Tuesday, January 7, 2020

Last Few Days Hasn't Been Easy!

             Yesterday and today, hasn't been easy for me, from dealing with drama which I certainly do not need the extra stress on me to this morning working most of the night and fixing the feed for the podcast I have seen it all. All I was doing was getting a drink when some drama which I will not talk about but the day I had 16,100 + steps as well which is probably one of my all time bests since getting the fitbit. Anyways that was not the only thing that went on was seeing my ex staff in long time. On top of that bus driver being miserable and trust me I had some comments I made and of course Eric, being Eric laughing at my remarks I was making and this year I have noticed I am or have become more of a clown in person and I have noticed even despite the moods been up and down so far this year I still seem to make remarks and I seem to be more sarcastic at times as well.

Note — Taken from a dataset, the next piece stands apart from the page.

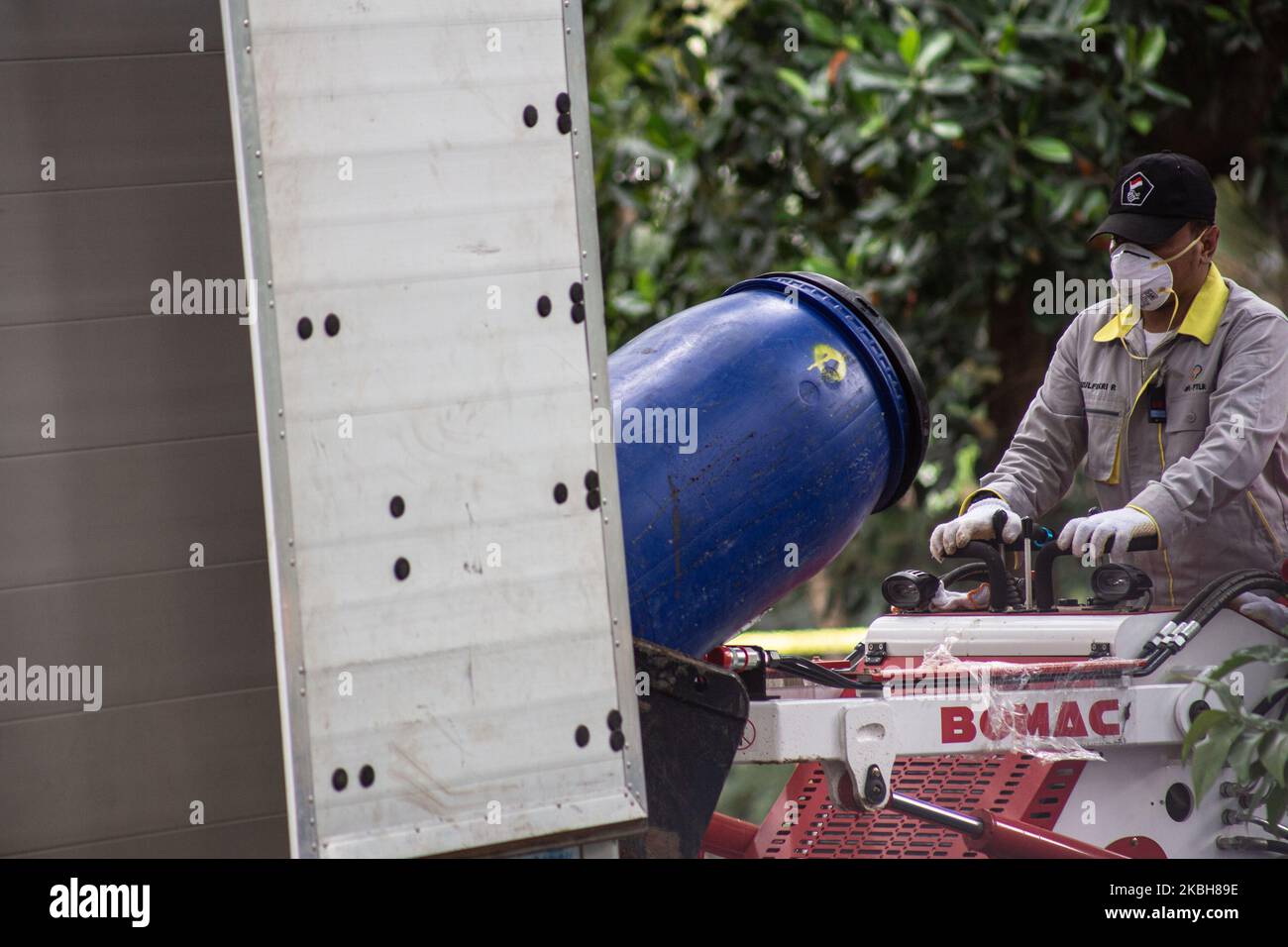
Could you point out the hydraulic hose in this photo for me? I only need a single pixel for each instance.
(1199, 611)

Yesterday I wasn't having it and maybe I just gotta get back into the swing of things with being out and about as over the holidays I was at home most of the time and rarely got out and about minus walks around in my area.

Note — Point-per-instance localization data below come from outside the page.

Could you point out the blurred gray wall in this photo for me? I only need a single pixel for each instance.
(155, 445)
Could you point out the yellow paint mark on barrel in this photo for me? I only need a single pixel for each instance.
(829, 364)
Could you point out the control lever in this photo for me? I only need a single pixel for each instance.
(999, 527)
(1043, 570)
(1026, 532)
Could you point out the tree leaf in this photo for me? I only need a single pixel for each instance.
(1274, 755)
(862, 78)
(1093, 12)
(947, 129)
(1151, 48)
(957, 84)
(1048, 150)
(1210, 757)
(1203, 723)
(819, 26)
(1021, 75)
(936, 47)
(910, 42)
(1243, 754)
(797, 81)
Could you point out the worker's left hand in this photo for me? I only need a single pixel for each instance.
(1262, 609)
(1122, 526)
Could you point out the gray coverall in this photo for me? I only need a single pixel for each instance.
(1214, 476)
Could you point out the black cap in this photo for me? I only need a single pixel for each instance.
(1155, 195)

               Now this morning, well one of the episodes had the new intro that I changed in September but I wanted to make sure it was back to before the 12th season of the podcast with my voice. It wouldn't let me change so I had to re-upload the last 3 episodes on the feed which by the time you see this post it should be updated and up to date. Speaking of up to date or updates; we're getting further in the Everything About Reality TV Page and yesterday or the day before that, we ran into issues with the code on the page so I started to tinker with it change the code around and I figured out and now we are on a good pace at this point and hope to get it done by the weekend hence the off schedule of posts recently where I go very quiet on Social well between 6 pm and Midnight EST, I am more then likely in bed early and up during the night so you can see the pattern of my sleeping habits right now are different and hopefully soon I will get back to a normal pattern but that may not be for a few weeks now as there is a ton of work to be done. Today may have been a rocky start but it will pick up I am sure.